Хаффнер усилил отныне свои старания, чтобы писать на "правильном английском". Это стало своего рода самовнушением, как он определил по прошествии лет это время. Каждое предложение он предварительно прочитывал по меньшей мере десять раз, чтобы услышать, действительно ли оно звучит по-английски. Ему на помощь пришла и его страсть к чтению, которой он обязан своему отцу. Он читал не только классиков английской литературы, но и все уже изданные к тому времени книги Уинстона Черчилля, что кроме всего прочего позже ему очень помогло проникнуть в ход мыслей Черчилля. Он часто верил в то, что может предсказать следующий шаг Черчилля — вовсе не плохая предпосылка для работы в качестве журналиста.
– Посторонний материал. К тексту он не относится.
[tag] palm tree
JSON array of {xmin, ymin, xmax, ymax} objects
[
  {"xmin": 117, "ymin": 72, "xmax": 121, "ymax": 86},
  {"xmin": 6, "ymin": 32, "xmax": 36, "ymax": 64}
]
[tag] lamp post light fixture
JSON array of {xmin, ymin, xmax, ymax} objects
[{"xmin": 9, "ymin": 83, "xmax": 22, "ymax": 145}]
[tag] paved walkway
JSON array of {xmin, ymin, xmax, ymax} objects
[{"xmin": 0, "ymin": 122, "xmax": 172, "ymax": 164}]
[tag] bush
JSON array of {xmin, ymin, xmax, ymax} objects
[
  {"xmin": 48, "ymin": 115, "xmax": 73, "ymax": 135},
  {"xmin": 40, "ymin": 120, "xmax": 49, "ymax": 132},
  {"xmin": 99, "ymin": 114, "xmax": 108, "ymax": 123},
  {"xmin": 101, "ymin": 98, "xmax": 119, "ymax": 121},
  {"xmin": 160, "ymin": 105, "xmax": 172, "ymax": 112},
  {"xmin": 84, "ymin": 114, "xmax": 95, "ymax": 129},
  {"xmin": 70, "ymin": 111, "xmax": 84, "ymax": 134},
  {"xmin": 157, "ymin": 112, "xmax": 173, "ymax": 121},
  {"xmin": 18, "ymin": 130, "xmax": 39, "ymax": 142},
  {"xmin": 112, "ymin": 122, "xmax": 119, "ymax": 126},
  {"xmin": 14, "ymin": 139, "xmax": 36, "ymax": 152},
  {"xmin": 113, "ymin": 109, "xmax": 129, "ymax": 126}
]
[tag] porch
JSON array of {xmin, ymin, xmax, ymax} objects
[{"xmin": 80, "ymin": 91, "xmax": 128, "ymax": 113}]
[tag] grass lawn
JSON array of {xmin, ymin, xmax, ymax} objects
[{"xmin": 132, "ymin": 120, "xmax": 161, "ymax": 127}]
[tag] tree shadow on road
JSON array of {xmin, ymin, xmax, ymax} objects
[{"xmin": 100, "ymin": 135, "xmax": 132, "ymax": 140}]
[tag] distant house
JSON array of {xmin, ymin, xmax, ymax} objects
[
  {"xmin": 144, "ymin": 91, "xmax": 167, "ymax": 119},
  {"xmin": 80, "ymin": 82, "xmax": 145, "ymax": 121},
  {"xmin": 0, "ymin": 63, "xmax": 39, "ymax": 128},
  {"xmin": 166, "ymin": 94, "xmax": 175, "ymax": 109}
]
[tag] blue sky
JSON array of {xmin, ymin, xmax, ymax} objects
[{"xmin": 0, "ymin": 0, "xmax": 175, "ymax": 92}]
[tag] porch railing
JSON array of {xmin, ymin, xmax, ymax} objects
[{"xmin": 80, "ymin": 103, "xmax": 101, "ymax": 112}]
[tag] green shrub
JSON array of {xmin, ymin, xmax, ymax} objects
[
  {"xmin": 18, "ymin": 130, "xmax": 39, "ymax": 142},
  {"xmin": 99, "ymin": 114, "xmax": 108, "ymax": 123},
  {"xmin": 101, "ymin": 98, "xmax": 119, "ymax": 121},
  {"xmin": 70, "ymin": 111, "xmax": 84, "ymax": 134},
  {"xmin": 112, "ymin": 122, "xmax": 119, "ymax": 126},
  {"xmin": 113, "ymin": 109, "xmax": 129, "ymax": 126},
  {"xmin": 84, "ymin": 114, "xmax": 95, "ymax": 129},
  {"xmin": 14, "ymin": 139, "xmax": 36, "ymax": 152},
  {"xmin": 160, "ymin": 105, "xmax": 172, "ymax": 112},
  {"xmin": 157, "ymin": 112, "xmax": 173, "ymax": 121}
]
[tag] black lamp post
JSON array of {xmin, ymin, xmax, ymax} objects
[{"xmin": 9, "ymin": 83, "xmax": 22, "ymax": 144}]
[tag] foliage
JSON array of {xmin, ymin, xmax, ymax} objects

Пока познания Хаффнера в английском всё же были недостаточными, то Давид Астор, сын издателя "Observer", перерабатывал его статьи для этой газеты — а при случае также этим занимался Джордж Оруэлл, как повествовал Давид Астор. Давид Астор, как и многие другие, обратил внимание на Хаффнера после выхода его книги "Germany: Jekyll and Hyde". Ему понравилась дифференцированная картина Германии, которую нарисовал Хаффнер, и он оценил его тонкое чутьё. Он стал лучшим автором "по Германии", какого он мог бы найти. Перед обоими теперь, весной 1942 года, лежала долгая совместная дорога, которая закончилась лишь в июле 1961 года с увольнением Хаффнера из "Observer". В это время Хаффнер стал сначала британским журналистом, позже гражданином Великобритании, и он долгое время верил, что закончит свою жизнь англичанином. Снова всё вышло по иному. У Хаффнера всё всегда выходило по-другому, чем он планировал. Однако то, что он не держался упрямо своих планов, было предпосылкой для столь полного приключений течения этой долгой жизни. Вовсе не без оснований он для своей обдумывавшейся после войны автобиографии, в которую также должны были быть переработаны части "Истории одного немца", преимущественно рассматривал название "Моя парадоксальная жизнь".
Давид Астор был также тем, кто окончательно привёл Хаффнера в "Observer". После того, как семья издателя Астор поссорилась с многолетним главным редактором Дж. Л.Гарвином, Давид Астор столкнулся с задачей посреди войны выстроить новую редакцию для планировавшейся еженедельной газеты, что было непросто, поскольку множество хороших журналистов находились на военной службе. Новым главным редактором стал в конце концов Айвор Браун, который был в "Observer" не политическим редактором, а театральным критиком.
Таким образом возникла свобода рук. Вместе с двумя другими сотрудниками Хаффнер скоро стал определять политическую линию газеты — "враждебный иностранец", который ещё менее двух лет тому назад был интернирован. Давид Астор хотя и держал тесный контакт с редакцией, однако едва ли мог там присутствовать, поскольку он также был призван на военную службу. В такой ситуации, которую сам Хаффнер в вышеприведённом интервью описывает как "самое усердное время в моей жизни", Хаффнер работал сначала примерно пять лет. Его современники свидетельствуют, что он в это время стал интеллектуальным стержнем газеты. Когда же Давид Астор вернулся в гражданскую жизнь и приготовился к тому, чтобы стать в "Observer" "своего рода всемогущим властелином" — Хаффнер при этом играл на двойственной роли Давида Астора как владельца и главного редактора — дело дошло до первых трений между Себастьяном Хаффнером и Давидом Астором. Хаффнер привык к тому, чтобы в том, что он писал для газеты, пользоваться очень большой свободой, и не хотел больше отдавать эту свободу. К этому добавились политические разногласия. Имевшиеся вначале тончайшие трещинки спустя годы развились в разрыв между ними, что вылилось в возвращение Хаффнера в 1954 году в Германию и что вначале маскировалось под перемещение Хаффнера в Берлин в качестве корреспондента газеты. В 1961 году, за две недели до возведения стены, Хаффнер окончательно уволился из "Observer", поскольку газета, для которой он писал из Берлина, показалась ему слишком мягкой в берлинском вопросе. Длившееся почти десять лет развитие событий вплоть до окончательного разрыва с Давидом Астором было для Хаффнера прямо таки травматическим процессом, которого тем не менее нельзя было избежать, если он хотел сохранить свою независимость.
Наряду с трудностями с Давидом Астором при возвращении в Германию нечто другое играло для Хаффнера важную роль: в отличие от других успешных в Англии или в США эмигрантов Хаффнеру не удалась полная ассимиляция. Это тянуло его — с некоторой задержкой — обратно в Германию, прежде всего, после того, как отношения с Давидом Астором стали непоправимо испорчены.